Not enough space on this forum to explain. Not to be a smarty either, but: Most auto parts stores sell either "Chilton" or "Haynes" manuals which are invaluable to auto owners for doing their own repairs. David


----------



## Yoyizit (Jul 11, 2008)

Thurman said:


> Not enough space on this forum to explain. Not to be a smarty either, but: Most auto parts stores sell either "Chilton" or "Haynes" manuals which are invaluable to auto owners for doing their own repairs. David


AutoData and such are online for free from AutoZone. I hope this is not one of those cases where you have to jack up the engine after loosening a motor mount.


----------



## rusty baker (Feb 13, 2009)

Changing that starter is not extremely difficult. The hard part for the novice is measuring to see how many shims you need. Too few or too many can do some major damage. It can be tricky to get the bolts started, too. If you can afford it, take it to a pro. I have a Buick with a 3800 V6 and have changed the starter. But if I had to do it again, not sure that I would.


----------



## cowboy dan (Apr 11, 2010)

the best way for a beginner is to remove the starter and remember the order in which they removed it. some starters are a pain and some require a specific order to follow. take starter and have it rebuilt at a starter shop. it usually can be done while you wait, an hr or so. and it will cost around 100 bucks. if it requires shims, the shims will be there when you remove the starter. if you get a new one and it has more or less shims, then there is a good chance you got the wrong one. rebuilding the current one is a safe bet


----------



## rusty baker (Feb 13, 2009)

If you use the same starter, you are right it should take the same number of shims.

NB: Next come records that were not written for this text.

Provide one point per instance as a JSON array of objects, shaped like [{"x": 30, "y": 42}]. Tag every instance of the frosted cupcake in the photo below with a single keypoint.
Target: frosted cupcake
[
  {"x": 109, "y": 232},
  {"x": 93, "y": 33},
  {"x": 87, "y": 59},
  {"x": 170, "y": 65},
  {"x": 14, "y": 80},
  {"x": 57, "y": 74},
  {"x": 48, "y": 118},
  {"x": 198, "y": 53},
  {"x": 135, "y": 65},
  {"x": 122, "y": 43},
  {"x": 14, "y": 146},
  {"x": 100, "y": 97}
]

But if it takes more or less it is not necessarily the wrong starter. On GM products, the way they are milled can change the number of shims required. That is why there are instructions in the box how to measure for the number of shims. These starters can be difficult because, the wires can't be accessed until the starter is dropped, but they are not long enough for it to come all the way out with wires attached. You have to hold the starter with one hand while attaching or unattaching the wires. When you put the bolts back, it can be extremey difficult to line up the holes to start them. After you put in the back bolt, the shims go in from the top. This is why I suggested a pro if they weren't a very good DIYer.


----------